Doch die Eifel ist ziemlich abgelegen und bekannt für ihre Wetterkapriolen. Außerdem drängt die gesamte PS-Welt auf die Strecke, die nebenbei auch noch den Rennbetrieb und die Touristenfahrten aufrechterhält. Termine für die Tester sind knapp – und teuer.

Da lieg es nahe, die Prüfungen auf den TÜV NORD-Campus in Essen zu verlegen. Dort steht der Fahrdynamische Halbachsenprüfstand von TÜV NORD als einer von nur zwei derartigen Anlagen in ganz Europa und der einzige eines unabhängigen Betreibers.

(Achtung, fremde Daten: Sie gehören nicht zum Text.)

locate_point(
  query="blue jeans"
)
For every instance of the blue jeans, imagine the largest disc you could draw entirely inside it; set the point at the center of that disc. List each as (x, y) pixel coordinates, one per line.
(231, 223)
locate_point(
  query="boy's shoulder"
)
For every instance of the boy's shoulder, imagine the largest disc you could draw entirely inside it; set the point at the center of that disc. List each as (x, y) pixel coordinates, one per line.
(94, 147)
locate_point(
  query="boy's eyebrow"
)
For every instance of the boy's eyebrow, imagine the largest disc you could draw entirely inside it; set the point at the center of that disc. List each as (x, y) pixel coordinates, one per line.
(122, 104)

Dieser Simulator kann die Testfahrten auf der Nordschleife für Komponenten-Versuche weitgehend ersetzen.

„Einmal mit einem entsprechenden Datensatz programmiert, reproduziert er sämtliche Belastungen auf Reifen, Räder, Radschrauben, Bremsen, Radlager und –träger, Antriebswellen und Querlenker und macht Hersteller und Zulieferer damit unabhängig von freien Terminen für den so genannten Industriepool und den klimatischen Eigenheiten in der Eifel,“ sagt Leif-Erik Schulte, der Leiter des Instituts für Fahrzeugtechnik und Mobilität hier vor Ort.

Den Antrieb der Trommel, die mit einem Durchmesser von zwei Metern die Fahrbahn simuliert, übernimmt ein E-Motor mit 550 kW, der ein Moment von maximal 12 900 Nm erzeugt. Und weil der Prüfstand zwischen angetriebenen und mitlaufenden Achsen unterscheidet, gibt es einen zweiten Motor mit 350 kW und maximal 4 500 Nm, der die Aufgabe des Fahrzeugantriebs übernimmt und deshalb auf die Halbachse wirkt. So können auf dem Prüfstand Geschwindigkeiten von maximal 300 km/h simuliert werden. Zudem bietet die Anlage ausreichend Varianz bei Radlast, Beschleunigung, Schräglauf und Sturzwinkel.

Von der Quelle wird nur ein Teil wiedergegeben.